Non solo aperitivo: perché il caso Campari pesa sull’Italia che investe in Lussemburgo

La Guardia di Finanza ha eseguito il sequestro di azioni ordinarie Davide Campari-Milano per un valore di 1.291.758.703,34 euro nei confronti di Lagfin SCA, la holding lussemburghese che controlla il gruppo.

Il provvedimento, disposto dal gip di Monza nell’ambito di un’inchiesta per “dichiarazione fraudolenta mediante altri artifici” e per la “responsabilità amministrativa delle persone giuridiche”, fa riferimento alla maxi-fusione del 2018 tra l’italiana Alicros e la stessa Lagfin.

Secondo gli inquirenti, non sarebbero state dichiarate plusvalenze da “exit tax” per circa 5,3 miliardi, maturate al momento del trasferimento all’estero della partecipazione che deteneva il 51% di Campari.

La società operativa e le sue controllate non risultano indagate; Lagfin ribadisce di aver sempre adempiuto ai propri obblighi fiscali e di voler difendere la propria posizione. In base al decreto, tra gli indagati figura anche il presidente di Campari, Luca Garavoglia.

Il sequestro è stato eseguito “applicando il vincolo” su azioni Campari fino a concorrenza dell’importo indicato dal gip; la cifra corrisponde, secondo l’ordinanza, all’imposta non versata al momento della presunta fuoriuscita della partecipazione dal territorio nazionale.
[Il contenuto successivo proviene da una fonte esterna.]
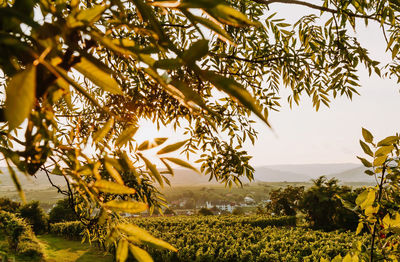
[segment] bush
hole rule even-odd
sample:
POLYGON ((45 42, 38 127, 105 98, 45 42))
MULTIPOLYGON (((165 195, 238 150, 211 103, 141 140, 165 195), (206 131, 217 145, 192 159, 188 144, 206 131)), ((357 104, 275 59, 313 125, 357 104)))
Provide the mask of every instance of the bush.
POLYGON ((314 185, 304 192, 299 207, 313 228, 327 231, 356 229, 357 214, 345 208, 337 196, 354 202, 357 193, 338 185, 337 179, 328 180, 324 176, 314 180, 314 185))
POLYGON ((20 209, 20 216, 32 226, 35 234, 47 232, 48 218, 43 209, 39 206, 39 201, 32 201, 23 205, 20 209))
POLYGON ((232 211, 233 215, 243 215, 244 210, 241 207, 235 207, 235 209, 232 211))
POLYGON ((81 239, 85 226, 80 221, 50 224, 50 233, 67 239, 81 239))
POLYGON ((69 204, 68 199, 58 200, 56 205, 50 210, 49 222, 60 223, 66 221, 75 221, 77 219, 74 210, 69 204))
POLYGON ((12 201, 9 198, 1 197, 0 198, 0 210, 4 210, 10 213, 17 213, 21 204, 19 202, 12 201))
POLYGON ((203 208, 200 208, 199 215, 210 216, 210 215, 213 215, 213 212, 210 209, 203 207, 203 208))
POLYGON ((23 219, 9 212, 0 211, 0 230, 6 235, 12 251, 33 259, 43 258, 43 249, 38 239, 23 219))

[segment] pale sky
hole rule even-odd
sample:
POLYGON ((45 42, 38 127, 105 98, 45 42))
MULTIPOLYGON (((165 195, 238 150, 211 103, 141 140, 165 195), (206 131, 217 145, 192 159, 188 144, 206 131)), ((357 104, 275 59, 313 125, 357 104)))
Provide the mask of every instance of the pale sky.
MULTIPOLYGON (((291 21, 299 14, 305 14, 304 10, 298 6, 271 5, 271 12, 278 11, 279 17, 291 21)), ((357 35, 373 58, 382 60, 387 56, 384 39, 376 24, 359 27, 357 35)), ((346 97, 332 100, 330 108, 321 107, 319 112, 315 112, 307 97, 303 97, 300 106, 292 109, 283 98, 281 111, 270 113, 275 132, 258 121, 256 144, 245 145, 253 156, 251 164, 358 163, 356 156, 363 155, 358 142, 362 127, 369 129, 377 139, 400 131, 400 84, 395 80, 370 78, 364 70, 360 71, 360 80, 358 91, 361 96, 354 96, 353 101, 346 97)), ((156 132, 149 123, 141 126, 136 138, 140 141, 157 136, 168 136, 172 141, 180 138, 168 129, 156 132)))

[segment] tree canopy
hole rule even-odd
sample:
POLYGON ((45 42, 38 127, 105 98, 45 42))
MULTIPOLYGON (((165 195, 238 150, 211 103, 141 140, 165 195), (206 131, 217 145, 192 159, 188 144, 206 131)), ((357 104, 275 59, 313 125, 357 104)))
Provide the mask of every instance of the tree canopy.
POLYGON ((359 65, 400 75, 399 11, 397 1, 364 0, 2 1, 0 151, 22 199, 14 166, 65 177, 59 191, 89 232, 107 227, 94 235, 119 243, 117 260, 128 247, 145 260, 136 244, 174 250, 115 222, 120 211, 165 205, 156 186, 169 184, 174 165, 196 169, 167 154, 199 155, 201 171, 229 186, 252 179, 241 145, 256 139, 252 115, 270 125, 282 87, 290 104, 304 94, 318 110, 357 93, 359 65), (290 24, 277 3, 310 14, 290 24), (379 24, 392 61, 370 58, 353 34, 356 20, 379 24), (187 140, 137 144, 140 119, 187 140), (167 171, 146 156, 156 146, 167 171))

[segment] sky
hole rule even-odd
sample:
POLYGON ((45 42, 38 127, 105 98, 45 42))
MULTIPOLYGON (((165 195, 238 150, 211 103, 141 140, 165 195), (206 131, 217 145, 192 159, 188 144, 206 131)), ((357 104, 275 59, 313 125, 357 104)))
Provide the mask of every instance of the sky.
MULTIPOLYGON (((270 9, 290 21, 307 10, 279 4, 271 5, 270 9)), ((359 26, 357 37, 373 58, 387 59, 384 39, 376 24, 368 28, 359 26)), ((359 144, 362 127, 370 130, 377 140, 400 131, 400 84, 369 77, 365 70, 360 70, 359 75, 360 96, 354 96, 352 101, 346 97, 332 100, 330 108, 321 107, 318 112, 308 97, 303 97, 300 105, 292 109, 283 98, 280 112, 270 113, 274 132, 257 121, 258 140, 254 146, 248 143, 244 147, 253 156, 251 164, 359 163, 356 156, 363 155, 359 144)), ((285 92, 288 91, 282 94, 285 92)), ((180 138, 168 128, 157 132, 150 123, 142 124, 136 138, 140 141, 159 136, 171 137, 172 141, 180 138)))

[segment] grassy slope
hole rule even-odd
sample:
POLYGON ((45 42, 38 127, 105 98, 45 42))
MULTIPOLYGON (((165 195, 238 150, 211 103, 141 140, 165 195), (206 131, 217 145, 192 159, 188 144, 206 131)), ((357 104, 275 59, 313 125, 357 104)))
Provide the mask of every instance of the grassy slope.
MULTIPOLYGON (((112 262, 110 254, 104 253, 87 243, 66 240, 52 235, 38 236, 45 250, 46 262, 112 262)), ((8 251, 8 244, 4 237, 0 237, 0 250, 8 251)), ((9 252, 7 252, 9 253, 9 252)), ((12 257, 12 256, 10 256, 12 257)), ((32 262, 27 257, 15 256, 18 262, 32 262)))
POLYGON ((38 236, 43 243, 48 262, 111 262, 112 257, 89 244, 51 235, 38 236))

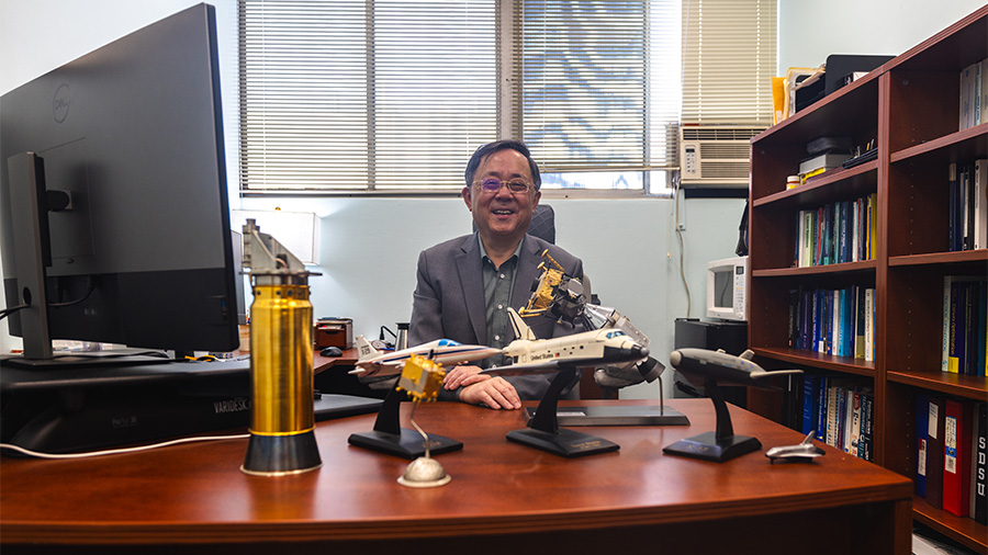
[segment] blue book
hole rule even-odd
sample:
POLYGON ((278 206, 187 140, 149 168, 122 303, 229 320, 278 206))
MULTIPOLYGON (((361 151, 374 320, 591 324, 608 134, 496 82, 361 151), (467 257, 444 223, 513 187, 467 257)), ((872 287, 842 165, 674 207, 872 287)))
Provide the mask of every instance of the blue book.
POLYGON ((975 375, 985 377, 988 374, 988 281, 983 280, 979 287, 981 301, 978 305, 978 365, 975 375))
POLYGON ((916 394, 916 495, 927 497, 927 430, 930 426, 930 397, 919 390, 916 394))
POLYGON ((830 378, 817 376, 817 440, 827 441, 827 389, 830 378))
POLYGON ((948 166, 947 188, 950 192, 950 249, 961 250, 962 233, 961 233, 961 181, 957 180, 957 165, 948 166))
POLYGON ((823 206, 823 263, 833 263, 833 204, 823 206))
POLYGON ((846 336, 847 336, 847 333, 845 332, 845 329, 847 327, 847 319, 845 317, 845 314, 847 313, 847 310, 846 310, 847 295, 846 295, 846 290, 837 290, 833 292, 833 294, 841 298, 840 307, 837 310, 838 314, 834 315, 834 318, 837 319, 838 333, 837 333, 837 337, 834 338, 834 342, 833 342, 833 354, 837 354, 838 356, 843 356, 844 355, 844 343, 846 342, 846 336))
POLYGON ((817 429, 817 400, 816 377, 810 374, 802 376, 802 434, 806 435, 817 429))
POLYGON ((849 234, 847 226, 850 225, 850 209, 847 201, 841 201, 841 241, 840 241, 840 257, 839 262, 850 262, 851 261, 851 235, 849 234))
POLYGON ((854 356, 854 294, 850 287, 841 290, 841 308, 844 310, 844 342, 841 346, 841 356, 854 356))
POLYGON ((822 314, 820 313, 820 290, 813 292, 813 302, 811 308, 811 326, 810 326, 810 344, 807 348, 811 351, 819 350, 820 344, 820 322, 822 314))

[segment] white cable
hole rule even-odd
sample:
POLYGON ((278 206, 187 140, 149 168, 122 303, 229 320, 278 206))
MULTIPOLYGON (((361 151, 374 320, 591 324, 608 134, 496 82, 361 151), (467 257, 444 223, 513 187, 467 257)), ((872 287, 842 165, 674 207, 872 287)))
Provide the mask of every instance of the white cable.
POLYGON ((221 440, 245 440, 249 438, 249 433, 238 433, 235 435, 200 435, 197 438, 179 438, 177 440, 170 440, 162 443, 155 443, 151 445, 138 445, 135 448, 122 448, 122 449, 110 449, 106 451, 90 451, 89 453, 40 453, 37 451, 31 451, 30 449, 24 449, 20 445, 14 445, 12 443, 0 443, 0 449, 10 449, 16 451, 19 453, 23 453, 25 455, 34 456, 37 458, 86 458, 90 456, 103 456, 103 455, 116 455, 120 453, 136 453, 138 451, 149 451, 153 449, 167 448, 169 445, 177 445, 179 443, 192 443, 197 441, 221 441, 221 440))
Stime di stampa quantificano il blocco in oltre il 16% del capitale della società quotata.

Campari ha precisato che la vicenda riguarda esclusivamente la holding e non il gruppo né le sue controllate. Dal canto suo Lagfin richiama un contenzioso già in corso da due anni, affermando di aver agito nel rispetto delle norme e di considerare infondate le contestazioni. L’inchiesta, avviata a Milano e poi trasferita alla procura di Monza, nasce da verifiche della Guardia di Finanza sulle annualità 2018-2020.

Milano–Lussemburgo: cosa c’è dietro le scatole societarie

Molti gruppi italiani vedono le holding di vertice in giurisdizioni europee considerate efficienti dal punto di vista societario e fiscale. Il Lussemburgo offre un regime consolidato per le holding (partecipation exemption su dividendi e capital gain che rispettino alcuni requisiti) e, dal 2025, un’imposta sui redditi societari ridotta al 16% (aliquota massima complessiva in città di Lussemburgo al 23,87% includendo imposte locali). Non è un’anomalia italiana, ma un tassello dell’integrazione del mercato dei capitali europeo. Il punto sensibile non è “dove” si collochi la holding, ma “come” si gestiscano gli effetti fiscali dei riassetti transfrontalieri. In Italia la disciplina della “exit tax”, un recepimento della direttiva europea ATAD, richiede che, quando una società trasferisce all’estero la residenza o sposta asset/partecipazioni in modo da far venir meno la potestà impositiva italiana, si tassino le plusvalenze latenti al valore di mercato.

Il paradosso del “rosso italiano”

Campari è da oltre un secolo nell’immaginario italiano: il colore, il rito dell’aperitivo, la grafica d’autore, il Camparino in Galleria. È un costume nazionale, per questo che la notizia risuona oltre la cronaca giudiziaria. L’indagine tocca l’icona di un costume nazionale e, insieme, una multinazionale quotata con oltre cinquanta marchi globali. Nel 2025 il gruppo è tra i primi player mondiali degli spirit, da Aperol a Wild Turkey, presente in più di 190 Paesi: una creatura ormai globale che però resta legata a simboli nati a Milano. La tensione tra radici e governance transnazionale è il vero racconto culturale dietro i numeri.

Mercato e operatività

Sul piano finanziario, la misura incide sulla catena di controllo – gestita da Lagfin – ma non modifica l’operatività delle società del gruppo. Campari ribadisce di non essere parte del procedimento. Sono linee che, per ora, corrono parallele.